La Terza Sezione Penale della Cassazione (sentenza n. 20483/2019) ha accolto il ricorso, ricordando che il “patteggiamento allargato” – ossia il caso in cui la pena detentiva applicata su accordo delle parti è superiore a due anni, soli o congiunti a pena pecuniaria, ma non a cinque anni – è precluso per i procedimenti aventi ad oggetto una serie di delitti espressamente indicati dall’art. 444 c.p.p., comma 1-bis, tra cui quelli di cui agli artt. 609-bis e 609-ter c.p., nonchè in relazione a determinate tipologie delinquenziali, come nel caso di recidivo reiterato.

E difatti, secondo il costante indirizzo giurisprudenziale, è affetta da nullità, in quanto applica una pena illegale, la sentenza di patteggiamento cosiddetto “allargato” nei confronti di persona cui sia stata contestata la recidiva reiterata.

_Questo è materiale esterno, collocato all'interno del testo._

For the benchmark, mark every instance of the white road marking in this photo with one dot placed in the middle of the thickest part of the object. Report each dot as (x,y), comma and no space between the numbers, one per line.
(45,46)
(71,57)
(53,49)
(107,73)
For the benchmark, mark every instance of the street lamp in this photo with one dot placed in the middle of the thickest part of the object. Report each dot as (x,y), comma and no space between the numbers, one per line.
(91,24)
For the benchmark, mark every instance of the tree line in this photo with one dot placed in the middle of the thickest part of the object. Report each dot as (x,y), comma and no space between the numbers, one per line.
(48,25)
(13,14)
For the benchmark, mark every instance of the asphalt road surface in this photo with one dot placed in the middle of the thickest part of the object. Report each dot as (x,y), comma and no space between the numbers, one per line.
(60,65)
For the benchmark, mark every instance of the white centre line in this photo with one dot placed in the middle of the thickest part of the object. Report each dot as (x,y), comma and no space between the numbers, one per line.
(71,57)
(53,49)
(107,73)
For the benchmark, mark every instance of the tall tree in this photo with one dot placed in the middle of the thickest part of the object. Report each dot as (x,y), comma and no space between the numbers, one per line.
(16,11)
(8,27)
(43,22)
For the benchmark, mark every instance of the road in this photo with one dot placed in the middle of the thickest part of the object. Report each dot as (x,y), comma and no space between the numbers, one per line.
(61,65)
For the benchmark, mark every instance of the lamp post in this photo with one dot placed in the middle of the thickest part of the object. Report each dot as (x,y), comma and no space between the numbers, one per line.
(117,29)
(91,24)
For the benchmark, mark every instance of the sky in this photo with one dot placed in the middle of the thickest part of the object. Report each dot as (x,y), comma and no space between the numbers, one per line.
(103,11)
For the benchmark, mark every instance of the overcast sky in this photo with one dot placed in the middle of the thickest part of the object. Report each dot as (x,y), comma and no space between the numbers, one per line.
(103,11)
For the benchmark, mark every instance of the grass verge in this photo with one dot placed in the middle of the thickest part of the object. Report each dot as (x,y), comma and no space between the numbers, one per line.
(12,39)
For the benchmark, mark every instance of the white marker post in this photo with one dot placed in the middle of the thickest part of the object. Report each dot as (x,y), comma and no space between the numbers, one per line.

Un principio del genere continua a trovare applicazione anche a seguito della novella dell’art. 448 c.p.p., comma 2-bis, introdotta con la L. 23 giugno 2017, n. 103, a tenore del quale il pubblico ministero e l’imputato possono proporre ricorso per cassazione contro la sentenza emessa ai sensi dell’art. 444 c.p.p. “solo per motivi attinenti l’espressione della volontà dell’imputato, al difetto di correlazione tra la richiesta e la sentenza, all’erronea qualificazione giuridica del fatto e all’illegalità della pena o della misura di sicurezza”.

Ebbene, stante lo sbarramento posto dall’art. 444 c.p.p., comma 1-bis e l’errore commesso dal g.i.p., la riduzione della pena applicata doveva, pertanto, considerarsi illegale (in quanto non dovuta).